Sonne liefert ausreichend Energie
07.04.2011 | 18:38 Uhr 2011-04-07T18:38:00+0200
Schwerte.Wenn Schwerte verstärkter auf erneuerbare Energien setzen würde, stellt sich die Frage nach den Chancen und Grenzen. Ein Überblick:
Die Stadtwerke haben ein Online-Solarkataster erstellt, das zwei Zwecken dient: Zum einen kann hier jeder Eigentümer selbst nachprüfen, ob sich sein Haus für eine Photovoltaikanlage eignet. Zum anderen hat der Versorger aus den Daten ermitteln können, dass sich der Stromverbrauch privater Haushalte durch Sonnenenergie abdecken lässt. Würden überall dort, wo geeignete Dachflächen bestehen, Solaranlagen installiert, könnte man dadurch 80 Millionen Kilowattstunden Strom gewinnen. Bei einem durchschnittlichen Verbrauch pro Person von 1500 Kilowattstunden wäre der Bedarf gedeckt, so Holger Gies, Assistent der Stadtwerke-Geschäftsführung. Wollte man mit der Sonnenenergie auch die Mengen liefern, die Unternehmen beanspruchen, dann käme würde eine Quote von 60 Prozent erreicht.
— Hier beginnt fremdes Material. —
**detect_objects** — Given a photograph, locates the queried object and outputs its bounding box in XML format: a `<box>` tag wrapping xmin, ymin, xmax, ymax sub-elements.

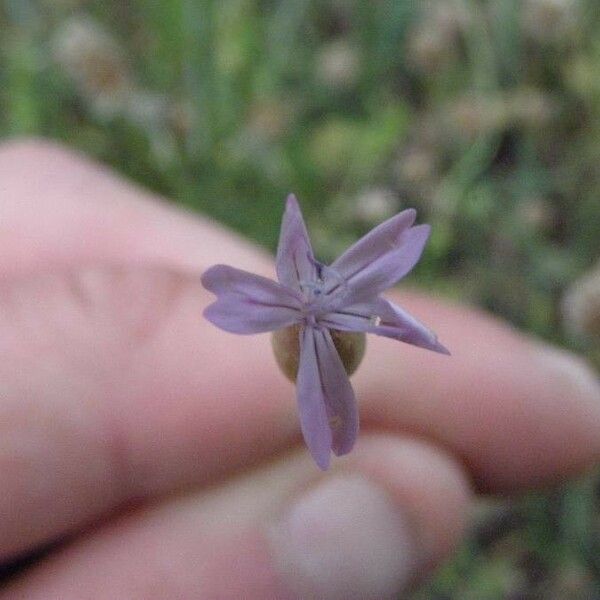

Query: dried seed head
<box><xmin>52</xmin><ymin>17</ymin><xmax>131</xmax><ymax>103</ymax></box>
<box><xmin>317</xmin><ymin>38</ymin><xmax>360</xmax><ymax>88</ymax></box>
<box><xmin>563</xmin><ymin>264</ymin><xmax>600</xmax><ymax>340</ymax></box>
<box><xmin>271</xmin><ymin>325</ymin><xmax>366</xmax><ymax>382</ymax></box>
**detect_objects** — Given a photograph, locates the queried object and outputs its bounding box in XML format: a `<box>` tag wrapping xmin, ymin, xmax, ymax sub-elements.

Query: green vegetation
<box><xmin>0</xmin><ymin>0</ymin><xmax>600</xmax><ymax>600</ymax></box>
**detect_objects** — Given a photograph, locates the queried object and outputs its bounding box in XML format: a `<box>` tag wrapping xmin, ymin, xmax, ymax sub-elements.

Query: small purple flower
<box><xmin>202</xmin><ymin>195</ymin><xmax>448</xmax><ymax>469</ymax></box>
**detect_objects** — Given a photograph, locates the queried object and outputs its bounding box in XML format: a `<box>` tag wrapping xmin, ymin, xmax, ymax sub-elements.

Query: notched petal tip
<box><xmin>285</xmin><ymin>194</ymin><xmax>300</xmax><ymax>210</ymax></box>
<box><xmin>200</xmin><ymin>265</ymin><xmax>227</xmax><ymax>292</ymax></box>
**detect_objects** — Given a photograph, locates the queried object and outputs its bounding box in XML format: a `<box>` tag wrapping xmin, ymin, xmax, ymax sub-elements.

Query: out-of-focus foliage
<box><xmin>0</xmin><ymin>0</ymin><xmax>600</xmax><ymax>600</ymax></box>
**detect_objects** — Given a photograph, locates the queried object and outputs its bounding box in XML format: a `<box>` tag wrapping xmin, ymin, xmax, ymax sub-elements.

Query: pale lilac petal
<box><xmin>314</xmin><ymin>329</ymin><xmax>358</xmax><ymax>456</ymax></box>
<box><xmin>204</xmin><ymin>295</ymin><xmax>302</xmax><ymax>335</ymax></box>
<box><xmin>321</xmin><ymin>298</ymin><xmax>450</xmax><ymax>354</ymax></box>
<box><xmin>338</xmin><ymin>225</ymin><xmax>430</xmax><ymax>305</ymax></box>
<box><xmin>296</xmin><ymin>327</ymin><xmax>333</xmax><ymax>470</ymax></box>
<box><xmin>331</xmin><ymin>208</ymin><xmax>417</xmax><ymax>279</ymax></box>
<box><xmin>201</xmin><ymin>265</ymin><xmax>301</xmax><ymax>334</ymax></box>
<box><xmin>275</xmin><ymin>194</ymin><xmax>316</xmax><ymax>290</ymax></box>
<box><xmin>200</xmin><ymin>265</ymin><xmax>302</xmax><ymax>309</ymax></box>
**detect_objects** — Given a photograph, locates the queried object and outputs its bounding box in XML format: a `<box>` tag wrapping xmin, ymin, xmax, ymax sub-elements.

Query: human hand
<box><xmin>0</xmin><ymin>142</ymin><xmax>600</xmax><ymax>600</ymax></box>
Allerdings: Der Bau solcher Anlagen verschlingt - insgesamt betrachtet - eine Summe von 238 Millionen Euro. Hingegen liegen die Erträge, die sich durch die Einspeisevergütung ergeben, bei rund 22 Millionen pro Jahr.
Derzeit werden aus der Kraft der Sonne rund zwei Prozent des gesamten Stromverbrauchs gewonnen.
Beispielsweise hat die Stadt Marburg hat nach mehreren Durchläufen eine neue Verordnung verabschiedet, nach der Hausbesitzer stärker in die Pflicht genommen werden sollen, Solaranlagen zu errichten.
Grundsätzlich steht Stadtwerkechef Michael Grüll dem Ansinnen, Vorrangflächen im Stadtgebiet vom Grundsatz her auszuweisen, positiv gegenüber. Doch er, wie auch Marco Kordt, Fraktionschef der CDU rät zu Augenmaß. Die Christdemokraten hatten kürzlich gemeinsam mit den Grünen den Anstoß für ein Klimaschutzkonzept, das auf Schwerte zugeschnitten ist, gegeben. Nach dem Widerstand, der vor Jahren schon in der Bevölkerung aufkam, sollte man ein solches Thema sehr behutsam angehen, betonen Kordt und Grüll.
Grünen-Sprecherin Monika Demant möchte gemeinsam mit den Stadtwerken ausloten, „was sich hier machen lässt“. Rein wirtschaftlich gesehen, ist das Betreiben solcher Windräder unter Umständen ein schwieriges Unterfangen, sagt Holger Gies. Allein schon die geographische Lage der Stadt Schwerte biete für solche Projekte wenig Auftrieb.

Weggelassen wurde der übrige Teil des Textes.